Daniel: “Some people think humans are rational, but we are perceptional. Our perception makes up our world. And stories change perception. That’s why stories are so powerful. (Part of) my job is to find stories within the company and the community that we can share.”
Daniel emphasized that the key is to understand that the key is not the story. The key is how a story can change perception. An example: If someone tells a great story in a speech people may say “That was a great story!”, but unless that story does not positively change the audience’s perception of the message the speaker wanted to push, then that “great story” was just empty words. A story should change people’s perceptions. Move their hearts and change their minds.
So instead of preaching about the “power of stories” we should put our effort into finding “Potential Perception Changes” – and then package them as stories.
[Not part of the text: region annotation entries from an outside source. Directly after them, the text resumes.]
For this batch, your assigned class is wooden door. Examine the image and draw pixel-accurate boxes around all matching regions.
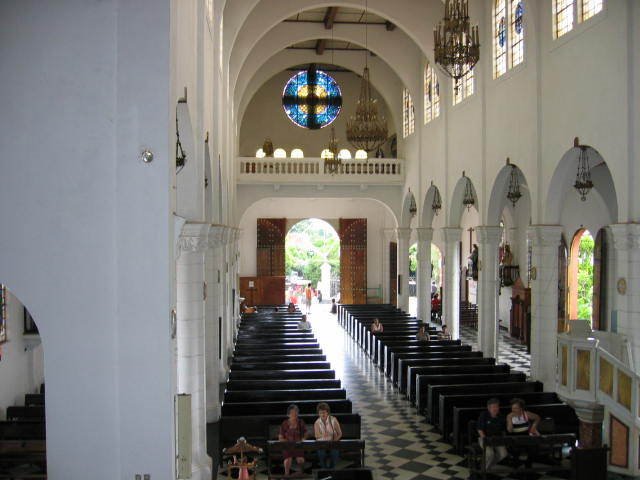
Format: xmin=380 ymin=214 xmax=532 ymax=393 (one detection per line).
xmin=256 ymin=218 xmax=287 ymax=277
xmin=339 ymin=218 xmax=367 ymax=304
xmin=389 ymin=242 xmax=398 ymax=307
xmin=591 ymin=228 xmax=607 ymax=330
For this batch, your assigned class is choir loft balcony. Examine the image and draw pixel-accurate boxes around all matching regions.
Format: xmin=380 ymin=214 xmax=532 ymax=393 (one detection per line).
xmin=237 ymin=157 xmax=405 ymax=185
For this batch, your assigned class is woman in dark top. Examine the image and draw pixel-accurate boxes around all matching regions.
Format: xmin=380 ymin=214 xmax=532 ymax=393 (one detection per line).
xmin=278 ymin=405 xmax=307 ymax=476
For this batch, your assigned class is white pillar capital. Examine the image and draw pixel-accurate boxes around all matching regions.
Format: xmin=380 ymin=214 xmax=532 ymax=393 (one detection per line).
xmin=442 ymin=227 xmax=462 ymax=244
xmin=396 ymin=228 xmax=411 ymax=241
xmin=527 ymin=225 xmax=562 ymax=248
xmin=476 ymin=225 xmax=502 ymax=245
xmin=178 ymin=222 xmax=209 ymax=255
xmin=416 ymin=227 xmax=433 ymax=242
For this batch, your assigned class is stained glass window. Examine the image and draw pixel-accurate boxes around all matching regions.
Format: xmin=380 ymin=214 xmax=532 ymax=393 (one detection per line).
xmin=282 ymin=68 xmax=342 ymax=130
xmin=553 ymin=0 xmax=575 ymax=38
xmin=424 ymin=65 xmax=440 ymax=123
xmin=580 ymin=0 xmax=602 ymax=22
xmin=509 ymin=0 xmax=524 ymax=67
xmin=493 ymin=0 xmax=507 ymax=78
xmin=402 ymin=88 xmax=416 ymax=138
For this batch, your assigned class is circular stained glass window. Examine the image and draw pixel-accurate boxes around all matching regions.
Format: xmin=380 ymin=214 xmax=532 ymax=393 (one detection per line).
xmin=282 ymin=68 xmax=342 ymax=130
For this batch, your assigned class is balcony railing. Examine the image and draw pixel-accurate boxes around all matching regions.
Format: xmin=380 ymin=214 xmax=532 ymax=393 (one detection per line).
xmin=238 ymin=157 xmax=404 ymax=184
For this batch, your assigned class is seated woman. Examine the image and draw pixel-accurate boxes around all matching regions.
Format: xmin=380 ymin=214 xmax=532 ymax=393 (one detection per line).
xmin=371 ymin=318 xmax=384 ymax=333
xmin=438 ymin=325 xmax=451 ymax=340
xmin=298 ymin=315 xmax=311 ymax=332
xmin=507 ymin=398 xmax=540 ymax=436
xmin=416 ymin=325 xmax=429 ymax=342
xmin=313 ymin=402 xmax=342 ymax=469
xmin=278 ymin=404 xmax=307 ymax=476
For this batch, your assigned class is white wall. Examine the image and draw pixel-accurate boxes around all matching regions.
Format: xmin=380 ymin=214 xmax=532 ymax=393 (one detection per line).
xmin=240 ymin=198 xmax=396 ymax=288
xmin=0 ymin=291 xmax=44 ymax=420
xmin=240 ymin=71 xmax=392 ymax=157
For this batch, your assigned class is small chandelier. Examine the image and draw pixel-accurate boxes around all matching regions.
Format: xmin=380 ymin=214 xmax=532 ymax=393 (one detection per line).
xmin=573 ymin=137 xmax=593 ymax=202
xmin=409 ymin=189 xmax=418 ymax=217
xmin=431 ymin=182 xmax=442 ymax=215
xmin=433 ymin=0 xmax=480 ymax=85
xmin=324 ymin=127 xmax=342 ymax=175
xmin=462 ymin=172 xmax=476 ymax=211
xmin=347 ymin=67 xmax=388 ymax=152
xmin=507 ymin=158 xmax=522 ymax=207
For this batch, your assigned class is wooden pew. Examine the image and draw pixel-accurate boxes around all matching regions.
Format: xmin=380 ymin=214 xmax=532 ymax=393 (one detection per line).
xmin=451 ymin=403 xmax=578 ymax=453
xmin=408 ymin=364 xmax=511 ymax=405
xmin=418 ymin=381 xmax=542 ymax=423
xmin=437 ymin=392 xmax=560 ymax=440
xmin=416 ymin=372 xmax=527 ymax=412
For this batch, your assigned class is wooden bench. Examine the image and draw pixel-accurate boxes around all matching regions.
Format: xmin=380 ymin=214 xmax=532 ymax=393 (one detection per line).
xmin=416 ymin=372 xmax=527 ymax=412
xmin=266 ymin=440 xmax=365 ymax=478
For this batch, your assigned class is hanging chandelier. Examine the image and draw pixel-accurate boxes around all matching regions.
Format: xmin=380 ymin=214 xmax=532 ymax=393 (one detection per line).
xmin=324 ymin=126 xmax=342 ymax=175
xmin=433 ymin=0 xmax=480 ymax=85
xmin=347 ymin=1 xmax=389 ymax=152
xmin=573 ymin=142 xmax=593 ymax=202
xmin=462 ymin=172 xmax=476 ymax=211
xmin=431 ymin=182 xmax=442 ymax=215
xmin=507 ymin=158 xmax=522 ymax=207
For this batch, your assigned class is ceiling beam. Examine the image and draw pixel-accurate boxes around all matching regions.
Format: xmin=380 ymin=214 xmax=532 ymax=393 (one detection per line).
xmin=323 ymin=7 xmax=338 ymax=30
xmin=316 ymin=38 xmax=327 ymax=55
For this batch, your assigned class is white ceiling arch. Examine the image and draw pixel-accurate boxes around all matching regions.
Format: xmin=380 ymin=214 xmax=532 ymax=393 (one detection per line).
xmin=225 ymin=0 xmax=444 ymax=79
xmin=237 ymin=50 xmax=402 ymax=136
xmin=229 ymin=23 xmax=422 ymax=118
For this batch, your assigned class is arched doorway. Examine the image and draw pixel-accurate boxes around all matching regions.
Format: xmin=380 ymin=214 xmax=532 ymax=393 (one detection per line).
xmin=0 ymin=285 xmax=47 ymax=478
xmin=285 ymin=218 xmax=340 ymax=305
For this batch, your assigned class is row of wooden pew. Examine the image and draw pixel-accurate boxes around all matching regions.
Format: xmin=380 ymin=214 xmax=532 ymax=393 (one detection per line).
xmin=0 ymin=385 xmax=47 ymax=479
xmin=338 ymin=305 xmax=578 ymax=453
xmin=219 ymin=305 xmax=364 ymax=476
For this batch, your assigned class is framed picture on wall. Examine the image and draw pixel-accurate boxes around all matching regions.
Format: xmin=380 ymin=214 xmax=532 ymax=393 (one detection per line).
xmin=0 ymin=285 xmax=7 ymax=343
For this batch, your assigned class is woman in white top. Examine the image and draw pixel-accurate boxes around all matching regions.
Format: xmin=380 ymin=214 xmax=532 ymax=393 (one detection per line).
xmin=313 ymin=402 xmax=342 ymax=469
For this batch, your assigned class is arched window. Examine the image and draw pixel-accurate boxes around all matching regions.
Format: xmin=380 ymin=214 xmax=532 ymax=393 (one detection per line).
xmin=424 ymin=64 xmax=440 ymax=124
xmin=338 ymin=148 xmax=351 ymax=160
xmin=453 ymin=70 xmax=475 ymax=105
xmin=356 ymin=150 xmax=368 ymax=160
xmin=320 ymin=148 xmax=333 ymax=160
xmin=553 ymin=0 xmax=603 ymax=38
xmin=402 ymin=88 xmax=416 ymax=138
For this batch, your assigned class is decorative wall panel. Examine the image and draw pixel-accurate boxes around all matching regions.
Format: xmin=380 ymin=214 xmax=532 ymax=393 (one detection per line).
xmin=256 ymin=218 xmax=287 ymax=277
xmin=339 ymin=218 xmax=367 ymax=304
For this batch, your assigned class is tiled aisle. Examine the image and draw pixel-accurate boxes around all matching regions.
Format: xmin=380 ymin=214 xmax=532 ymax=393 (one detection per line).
xmin=309 ymin=305 xmax=550 ymax=480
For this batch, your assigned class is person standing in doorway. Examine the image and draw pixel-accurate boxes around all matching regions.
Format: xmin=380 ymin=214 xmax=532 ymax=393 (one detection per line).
xmin=304 ymin=284 xmax=313 ymax=314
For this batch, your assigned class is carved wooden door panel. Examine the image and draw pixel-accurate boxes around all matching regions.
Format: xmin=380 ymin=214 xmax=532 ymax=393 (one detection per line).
xmin=256 ymin=218 xmax=287 ymax=277
xmin=340 ymin=218 xmax=367 ymax=304
xmin=389 ymin=242 xmax=398 ymax=306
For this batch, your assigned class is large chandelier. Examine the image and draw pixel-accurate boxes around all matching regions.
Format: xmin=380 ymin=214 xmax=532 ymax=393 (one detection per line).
xmin=324 ymin=127 xmax=342 ymax=175
xmin=347 ymin=1 xmax=389 ymax=152
xmin=573 ymin=142 xmax=593 ymax=202
xmin=433 ymin=0 xmax=480 ymax=84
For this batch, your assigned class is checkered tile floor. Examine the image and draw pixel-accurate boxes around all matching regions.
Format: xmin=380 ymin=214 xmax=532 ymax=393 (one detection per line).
xmin=310 ymin=305 xmax=568 ymax=480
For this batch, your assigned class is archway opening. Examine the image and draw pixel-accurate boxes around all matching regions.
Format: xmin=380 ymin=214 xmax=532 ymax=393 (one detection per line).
xmin=285 ymin=218 xmax=340 ymax=311
xmin=0 ymin=285 xmax=47 ymax=478
xmin=568 ymin=228 xmax=595 ymax=323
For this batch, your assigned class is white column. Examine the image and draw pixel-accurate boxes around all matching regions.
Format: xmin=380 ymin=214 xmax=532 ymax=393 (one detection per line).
xmin=176 ymin=223 xmax=211 ymax=480
xmin=607 ymin=223 xmax=640 ymax=371
xmin=382 ymin=228 xmax=396 ymax=303
xmin=205 ymin=225 xmax=226 ymax=423
xmin=416 ymin=228 xmax=433 ymax=322
xmin=396 ymin=228 xmax=411 ymax=312
xmin=476 ymin=226 xmax=502 ymax=359
xmin=527 ymin=225 xmax=562 ymax=388
xmin=442 ymin=227 xmax=462 ymax=340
Daniel gave me a perfect example. One of the companies he has worked for has an old factory in a big city in Mexico. It was built on the outskirts of the city. But over the years the city expanded and now the factory is in the center of the city. When the company got ready to celebrate the latest anniversary of the factory, they realized that many of the citizens of the city had lost connection to the factory. They looked at it as a big, loud and annoying structure in the middle of their city.
So the company realized they had to shift people’s perception of the factory.
They created ads of people sharing how their relatives, for generations, had made a living working in the plant.
They invited a newspaper to make some stories about the community the plant and how the have benefit together. They also take photos of the communities living close to the plant and posted them in the “Celebrity section” of the newspaper where typically only High Society was featured. They created a book featuring some of the most influential people living in the area.
They basically created stories about how the factory was a place where people’s lives were built.
That the factory was more than a plant to sell some goods, it also built a thriving community.
Daniel pointed out to me that perception changing is difficult because people will tell themselves their own stories to maintain the perception of the world that they already have. To get them to shift it is very, very hard.
According to Daniel the way to successfully master “perception changing” is to start with identifying the problem with the current perception of the audience you want to reach. How do they look at the world right now, and why is that a problem? To be able to shift that perception you need to respect the existing one.
Let’s look at the example of the factory in Mexico.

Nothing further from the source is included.